O padre Joannis [Mons. Gaid, um dos dois secretários particulares do Papa, que acompanhou o grupo], que é um pouco especial, vocês os conheceram, deu-me uma sugestão, que lhes contasse uma história. Talvez lhes ajude a olhar para o Senhor. Havia uma criança que brincava. O pai olhava para ela da janela do terceiro andar e a criança queria empurrar uma pedra grande, mas não podia, era muito pesada. Depois a criança, inteligente, foi buscar um instrumento de ferro para deslocá-la, mas não conseguia, chamou os seus amigos e queria arrastá-la com eles, mas não podiam porque era uma pedra pesada.

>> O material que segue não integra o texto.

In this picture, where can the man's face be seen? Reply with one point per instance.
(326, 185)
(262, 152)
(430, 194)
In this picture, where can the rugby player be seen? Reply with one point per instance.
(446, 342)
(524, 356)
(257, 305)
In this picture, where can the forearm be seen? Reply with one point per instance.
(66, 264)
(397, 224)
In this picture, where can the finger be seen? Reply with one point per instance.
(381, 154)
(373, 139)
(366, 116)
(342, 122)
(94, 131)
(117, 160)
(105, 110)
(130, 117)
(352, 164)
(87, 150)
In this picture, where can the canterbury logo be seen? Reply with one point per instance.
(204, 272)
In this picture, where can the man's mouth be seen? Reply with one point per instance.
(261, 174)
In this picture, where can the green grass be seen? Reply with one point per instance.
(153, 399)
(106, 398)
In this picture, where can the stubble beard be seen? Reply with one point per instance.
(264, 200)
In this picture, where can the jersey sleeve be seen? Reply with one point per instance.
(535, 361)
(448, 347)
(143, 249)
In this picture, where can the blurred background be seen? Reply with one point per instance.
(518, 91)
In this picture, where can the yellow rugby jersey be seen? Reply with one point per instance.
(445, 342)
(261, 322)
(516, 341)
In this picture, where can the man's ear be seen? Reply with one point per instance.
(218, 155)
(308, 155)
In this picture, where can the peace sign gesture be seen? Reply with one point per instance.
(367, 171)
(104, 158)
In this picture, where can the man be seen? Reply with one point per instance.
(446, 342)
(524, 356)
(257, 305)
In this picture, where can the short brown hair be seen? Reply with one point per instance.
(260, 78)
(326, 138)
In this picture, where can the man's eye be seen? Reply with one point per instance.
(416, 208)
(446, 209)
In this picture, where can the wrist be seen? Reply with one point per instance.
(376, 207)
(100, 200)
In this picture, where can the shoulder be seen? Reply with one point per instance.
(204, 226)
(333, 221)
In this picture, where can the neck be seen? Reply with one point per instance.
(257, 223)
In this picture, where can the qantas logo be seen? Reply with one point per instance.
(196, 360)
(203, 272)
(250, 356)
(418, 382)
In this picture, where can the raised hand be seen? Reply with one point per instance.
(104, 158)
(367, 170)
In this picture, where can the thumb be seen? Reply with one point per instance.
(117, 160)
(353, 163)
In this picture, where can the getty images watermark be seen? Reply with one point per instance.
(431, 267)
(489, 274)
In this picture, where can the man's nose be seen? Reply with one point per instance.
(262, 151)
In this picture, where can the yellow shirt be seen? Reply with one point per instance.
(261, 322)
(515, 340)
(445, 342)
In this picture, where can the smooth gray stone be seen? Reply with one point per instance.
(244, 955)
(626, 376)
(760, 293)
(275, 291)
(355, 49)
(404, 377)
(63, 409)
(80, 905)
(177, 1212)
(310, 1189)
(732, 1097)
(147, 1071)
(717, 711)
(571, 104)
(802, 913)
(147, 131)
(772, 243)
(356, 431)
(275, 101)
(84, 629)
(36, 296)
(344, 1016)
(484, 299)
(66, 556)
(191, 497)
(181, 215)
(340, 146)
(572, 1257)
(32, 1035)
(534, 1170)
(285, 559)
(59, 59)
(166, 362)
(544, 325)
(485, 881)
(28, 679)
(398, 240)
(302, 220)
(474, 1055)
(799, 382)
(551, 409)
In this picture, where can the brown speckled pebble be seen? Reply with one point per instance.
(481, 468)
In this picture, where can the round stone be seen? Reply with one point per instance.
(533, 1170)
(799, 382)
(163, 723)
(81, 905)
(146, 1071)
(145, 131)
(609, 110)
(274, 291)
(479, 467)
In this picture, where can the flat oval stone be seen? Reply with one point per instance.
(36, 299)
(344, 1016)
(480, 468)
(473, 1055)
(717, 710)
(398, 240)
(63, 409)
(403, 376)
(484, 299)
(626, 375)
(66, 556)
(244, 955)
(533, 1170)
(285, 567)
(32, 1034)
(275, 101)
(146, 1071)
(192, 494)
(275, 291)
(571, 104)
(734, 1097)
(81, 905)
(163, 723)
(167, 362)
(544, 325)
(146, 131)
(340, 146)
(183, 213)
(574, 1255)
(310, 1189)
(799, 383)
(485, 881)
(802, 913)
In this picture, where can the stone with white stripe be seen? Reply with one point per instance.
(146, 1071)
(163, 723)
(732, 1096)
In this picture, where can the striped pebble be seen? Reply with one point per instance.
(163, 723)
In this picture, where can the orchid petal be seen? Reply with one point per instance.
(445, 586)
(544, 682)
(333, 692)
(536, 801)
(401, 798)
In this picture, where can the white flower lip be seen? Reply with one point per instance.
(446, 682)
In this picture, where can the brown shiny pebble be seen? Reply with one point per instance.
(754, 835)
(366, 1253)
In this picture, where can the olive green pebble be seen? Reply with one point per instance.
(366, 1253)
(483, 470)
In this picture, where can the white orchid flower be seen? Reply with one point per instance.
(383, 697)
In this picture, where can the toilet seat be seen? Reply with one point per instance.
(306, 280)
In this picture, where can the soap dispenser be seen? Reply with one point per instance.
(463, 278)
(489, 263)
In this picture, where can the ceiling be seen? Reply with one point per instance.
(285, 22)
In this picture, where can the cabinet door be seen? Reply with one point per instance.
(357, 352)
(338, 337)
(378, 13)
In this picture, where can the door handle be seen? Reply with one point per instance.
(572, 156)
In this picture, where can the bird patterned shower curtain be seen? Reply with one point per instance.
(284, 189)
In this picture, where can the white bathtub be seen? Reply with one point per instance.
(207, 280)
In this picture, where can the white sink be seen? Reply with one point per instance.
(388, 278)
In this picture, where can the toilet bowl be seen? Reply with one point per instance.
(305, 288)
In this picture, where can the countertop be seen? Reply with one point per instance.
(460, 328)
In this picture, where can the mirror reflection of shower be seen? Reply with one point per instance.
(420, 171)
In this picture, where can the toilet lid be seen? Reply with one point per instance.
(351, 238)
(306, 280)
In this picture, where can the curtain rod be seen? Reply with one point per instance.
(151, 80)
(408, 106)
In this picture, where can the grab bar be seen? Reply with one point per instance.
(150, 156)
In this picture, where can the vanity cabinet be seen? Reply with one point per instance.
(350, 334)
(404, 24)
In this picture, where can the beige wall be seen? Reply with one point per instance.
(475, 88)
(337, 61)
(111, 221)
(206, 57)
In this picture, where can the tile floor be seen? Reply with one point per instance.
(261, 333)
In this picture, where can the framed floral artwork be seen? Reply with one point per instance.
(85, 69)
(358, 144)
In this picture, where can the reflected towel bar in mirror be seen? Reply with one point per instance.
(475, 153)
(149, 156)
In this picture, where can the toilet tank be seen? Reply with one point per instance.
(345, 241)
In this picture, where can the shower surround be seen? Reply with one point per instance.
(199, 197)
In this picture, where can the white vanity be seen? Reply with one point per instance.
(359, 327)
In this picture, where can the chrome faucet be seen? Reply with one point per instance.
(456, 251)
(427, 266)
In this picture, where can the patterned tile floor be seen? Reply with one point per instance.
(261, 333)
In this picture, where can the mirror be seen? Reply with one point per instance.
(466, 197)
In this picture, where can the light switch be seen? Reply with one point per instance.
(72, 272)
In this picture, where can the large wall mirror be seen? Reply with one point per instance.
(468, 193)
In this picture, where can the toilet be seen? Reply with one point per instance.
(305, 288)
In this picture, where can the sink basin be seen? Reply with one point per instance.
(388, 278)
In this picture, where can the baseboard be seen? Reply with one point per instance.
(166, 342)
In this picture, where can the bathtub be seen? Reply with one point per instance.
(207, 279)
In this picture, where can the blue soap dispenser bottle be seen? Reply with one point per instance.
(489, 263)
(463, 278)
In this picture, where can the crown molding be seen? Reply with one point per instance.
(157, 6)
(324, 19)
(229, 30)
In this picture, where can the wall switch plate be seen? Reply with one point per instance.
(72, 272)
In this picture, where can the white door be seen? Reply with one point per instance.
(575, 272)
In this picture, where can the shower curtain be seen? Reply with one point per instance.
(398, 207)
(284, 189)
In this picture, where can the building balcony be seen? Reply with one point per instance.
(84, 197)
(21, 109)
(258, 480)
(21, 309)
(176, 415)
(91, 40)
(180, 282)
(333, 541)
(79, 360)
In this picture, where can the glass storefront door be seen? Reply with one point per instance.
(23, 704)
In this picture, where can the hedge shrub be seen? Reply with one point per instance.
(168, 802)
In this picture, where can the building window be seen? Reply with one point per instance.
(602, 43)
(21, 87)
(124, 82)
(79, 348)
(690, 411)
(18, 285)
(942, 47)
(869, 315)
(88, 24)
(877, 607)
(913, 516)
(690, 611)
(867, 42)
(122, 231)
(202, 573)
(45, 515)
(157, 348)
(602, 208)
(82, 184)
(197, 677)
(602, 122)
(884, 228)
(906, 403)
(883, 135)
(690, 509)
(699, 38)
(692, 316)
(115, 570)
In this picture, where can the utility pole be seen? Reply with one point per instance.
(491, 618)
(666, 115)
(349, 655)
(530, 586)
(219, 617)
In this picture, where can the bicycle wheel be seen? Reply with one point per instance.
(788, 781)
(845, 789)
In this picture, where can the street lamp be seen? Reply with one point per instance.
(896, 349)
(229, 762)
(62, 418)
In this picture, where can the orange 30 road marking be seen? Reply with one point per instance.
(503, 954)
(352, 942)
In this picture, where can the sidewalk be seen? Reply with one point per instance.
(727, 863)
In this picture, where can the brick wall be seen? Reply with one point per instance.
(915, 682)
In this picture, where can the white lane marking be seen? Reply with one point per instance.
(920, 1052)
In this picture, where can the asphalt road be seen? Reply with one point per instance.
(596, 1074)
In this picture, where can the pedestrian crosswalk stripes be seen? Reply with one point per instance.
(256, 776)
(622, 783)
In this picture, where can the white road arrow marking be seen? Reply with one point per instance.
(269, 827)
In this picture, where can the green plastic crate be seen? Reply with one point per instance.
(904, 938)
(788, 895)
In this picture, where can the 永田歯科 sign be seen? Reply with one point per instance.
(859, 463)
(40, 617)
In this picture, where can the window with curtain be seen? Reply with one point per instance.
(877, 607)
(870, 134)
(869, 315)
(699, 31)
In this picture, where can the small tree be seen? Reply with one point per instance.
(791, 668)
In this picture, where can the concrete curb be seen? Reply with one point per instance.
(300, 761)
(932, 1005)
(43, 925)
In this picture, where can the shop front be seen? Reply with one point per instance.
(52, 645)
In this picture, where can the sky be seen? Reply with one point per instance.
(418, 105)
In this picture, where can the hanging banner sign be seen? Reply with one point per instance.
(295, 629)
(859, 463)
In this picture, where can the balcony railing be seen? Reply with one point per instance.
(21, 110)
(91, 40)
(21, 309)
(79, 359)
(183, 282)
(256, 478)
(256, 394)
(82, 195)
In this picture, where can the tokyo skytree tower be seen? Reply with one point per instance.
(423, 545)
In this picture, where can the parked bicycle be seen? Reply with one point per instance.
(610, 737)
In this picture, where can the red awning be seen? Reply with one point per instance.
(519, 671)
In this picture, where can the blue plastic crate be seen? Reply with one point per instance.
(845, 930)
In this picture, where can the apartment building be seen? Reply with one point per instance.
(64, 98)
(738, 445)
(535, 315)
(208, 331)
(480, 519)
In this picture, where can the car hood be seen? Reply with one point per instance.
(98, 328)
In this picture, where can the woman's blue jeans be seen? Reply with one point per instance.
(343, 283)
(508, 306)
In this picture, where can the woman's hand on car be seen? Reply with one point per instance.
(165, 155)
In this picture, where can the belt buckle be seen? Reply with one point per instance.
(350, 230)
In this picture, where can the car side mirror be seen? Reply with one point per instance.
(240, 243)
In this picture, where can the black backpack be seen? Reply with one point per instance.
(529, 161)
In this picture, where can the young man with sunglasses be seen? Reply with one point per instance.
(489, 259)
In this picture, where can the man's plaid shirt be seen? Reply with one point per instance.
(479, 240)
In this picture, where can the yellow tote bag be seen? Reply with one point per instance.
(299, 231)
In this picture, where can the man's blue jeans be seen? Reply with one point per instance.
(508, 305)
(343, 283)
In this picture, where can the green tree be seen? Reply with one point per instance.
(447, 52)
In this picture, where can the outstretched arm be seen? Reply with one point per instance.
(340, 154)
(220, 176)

E eles queriam arrastá-la para brincar ali naquele lugar e no fim o pai, que olhava da janela, desceu, e com muita força e com um utensílio de ferro deslocou a pedra. E a criança reprovou o pai: “Mas pai, você viu que eu não conseguia?” – “Sim” – “E por que não veio antes?” – “Porque não me chamou”. Não se esqueçam disto: chamem o Senhor. Ele saberá como vir, quando vir, e essa será a consolação de vocês. Rezai também por mim. Obrigado. Rezemos a Nossa Senhora: “Ave-Maria... ”.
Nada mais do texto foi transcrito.